In a word, either the people are unenlightened and unprepared for a state of freedom, and then the struggle and the consequences of the struggle will be truly perilous; or the progress of political knowledge among them is decisive, and then everyone will see how futile and short-lived will be the attempt to hold them in subjection, by means of garrisons and a foreign force. The party attached to liberty is, upon that supposition, the numerous one; they are the persons of true energy, and who have an object worthy of their zeal. Their oppressors, few in number, and degraded to the rank of lifeless machines, wander with no certain destination or prospect over the vast surface, and are objects of pity rather than serious alarm. Every hour diminishes their number and their resources; while, on the other hand, every moment's delay gives new strength to the cause, and fortitude to the champions, of liberty. Men would not be inclined pertinaciously to object to a short delay, if they recollected the advantages and the certainty of success with which it is pregnant. - Meanwhile these reasonings turn upon the probability that the purposes of liberty will be full as effectually answered without the introduction of force: there can be little doubt of the justifiableness of a whole nation having recourse to arms, if a case can be made out in which it shall be impossible for them to prevent the introduction of slavery in any other way.
The same reasonings, with little variation, will apply to the case of an unquestionable majority of a nation, as to that of the whole. The majority of a nation is irresistible; it as little needs to have recourse to violence;Chapter here is as little reason to expect that any usurper will be so mad as to contend with it. If ever it appear to be other wise, it is because, in one of two ways, we deceive ourselves with the term majority. First, nothing is more obvious than the danger incident to a man of a sanguine temper of overestimating the strength of his party. He associates perhaps only with persons of his own way of thinking, and a very small number appears to him as if it were the whole world. Ask persons of different tempers and habits of life how many republicans there are at this hour in England or Scotland, and you will immediately be struck with the very opposite answers you will receive. There are many errors of a sanguine temper that appear, at first sight, innocent or even useful: but surely every man of integrity and conscience will hesitate, before he suffers the possibility that an error of this sort should encourage him to plunge a nation in violence, and open a sea of blood. He must have a heart of strange composition who, for the precarious inferences he draws in moral or political calculation, would volunteer a mandate of death, or be the first to unsheath the sword of summary execution.

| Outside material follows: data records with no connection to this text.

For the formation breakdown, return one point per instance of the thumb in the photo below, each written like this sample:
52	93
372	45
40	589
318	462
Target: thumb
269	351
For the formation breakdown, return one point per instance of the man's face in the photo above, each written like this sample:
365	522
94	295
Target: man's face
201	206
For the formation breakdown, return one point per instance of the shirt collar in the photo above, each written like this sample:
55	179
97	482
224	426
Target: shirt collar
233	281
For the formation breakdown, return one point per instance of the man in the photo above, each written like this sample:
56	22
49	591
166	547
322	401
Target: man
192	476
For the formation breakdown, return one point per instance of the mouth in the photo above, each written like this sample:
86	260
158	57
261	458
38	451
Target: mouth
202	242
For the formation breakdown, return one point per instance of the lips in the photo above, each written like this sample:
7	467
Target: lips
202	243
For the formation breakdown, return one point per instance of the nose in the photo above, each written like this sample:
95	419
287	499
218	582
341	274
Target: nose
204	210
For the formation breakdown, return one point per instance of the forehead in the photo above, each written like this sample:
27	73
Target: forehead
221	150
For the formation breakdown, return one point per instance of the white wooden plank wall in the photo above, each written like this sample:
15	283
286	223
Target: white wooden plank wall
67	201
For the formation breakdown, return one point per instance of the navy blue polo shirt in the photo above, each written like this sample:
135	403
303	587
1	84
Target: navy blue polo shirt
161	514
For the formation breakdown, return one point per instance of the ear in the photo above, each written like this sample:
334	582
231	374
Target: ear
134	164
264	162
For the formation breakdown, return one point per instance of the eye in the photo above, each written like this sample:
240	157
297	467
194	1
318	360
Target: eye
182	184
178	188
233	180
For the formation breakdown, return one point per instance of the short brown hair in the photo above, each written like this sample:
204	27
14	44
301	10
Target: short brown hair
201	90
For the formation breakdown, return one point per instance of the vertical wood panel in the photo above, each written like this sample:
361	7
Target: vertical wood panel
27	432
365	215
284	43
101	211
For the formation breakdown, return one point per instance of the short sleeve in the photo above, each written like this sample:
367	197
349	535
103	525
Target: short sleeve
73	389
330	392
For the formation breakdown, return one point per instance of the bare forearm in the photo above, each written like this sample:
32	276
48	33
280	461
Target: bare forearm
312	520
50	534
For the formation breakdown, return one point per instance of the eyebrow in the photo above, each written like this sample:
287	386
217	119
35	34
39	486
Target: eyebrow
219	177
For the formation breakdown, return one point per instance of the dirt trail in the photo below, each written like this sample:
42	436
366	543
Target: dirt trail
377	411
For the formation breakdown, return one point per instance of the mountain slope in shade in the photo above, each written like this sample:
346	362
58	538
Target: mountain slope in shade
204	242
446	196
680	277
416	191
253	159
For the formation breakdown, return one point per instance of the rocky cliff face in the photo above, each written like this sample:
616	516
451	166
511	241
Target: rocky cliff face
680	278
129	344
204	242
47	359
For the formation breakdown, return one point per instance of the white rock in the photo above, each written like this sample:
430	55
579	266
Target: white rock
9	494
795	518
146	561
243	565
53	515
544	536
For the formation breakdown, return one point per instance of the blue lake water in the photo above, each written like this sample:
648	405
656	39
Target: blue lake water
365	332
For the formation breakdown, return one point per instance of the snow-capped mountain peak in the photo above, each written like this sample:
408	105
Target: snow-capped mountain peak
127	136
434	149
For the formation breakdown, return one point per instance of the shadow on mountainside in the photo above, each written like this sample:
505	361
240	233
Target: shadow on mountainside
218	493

A second deception that lurks under the word majority lies, not in the question of number, but of quality and degree of illumination. A majority, we say perhaps, is dissatisfied with the present state of things, and wishes for such a specific alteration. Alas, it is to be feared that the greater part of this majority are often mere parrots who have been taught a lesson of the subject of which they understand little or nothing. What is it they dislike? A specific tax perhaps, or some temporary grievance. Do they dislike the vice and meanness that grow out of tyranny, and pant for the liberal and ingenuous virtue that would be fostered in their own minds in a different condition? No. They are very angry, and fancy themselves very judicious.
What is it they desire? They know not. It would probably be easy to show that what they profess to desire is little better than what they hate.
What they hate is not the general depravation of the human character; and what they desire is not its improvement. It is an insult upon human understanding, when we speak of persons in this state of infantine ignorance, to say that the majority of the nation is on the side of political renovation. Few greater misfortunes can befall any country than for such persons to be instigated to subvert existing institutions, and violently to take the work of political reformation into their own hands.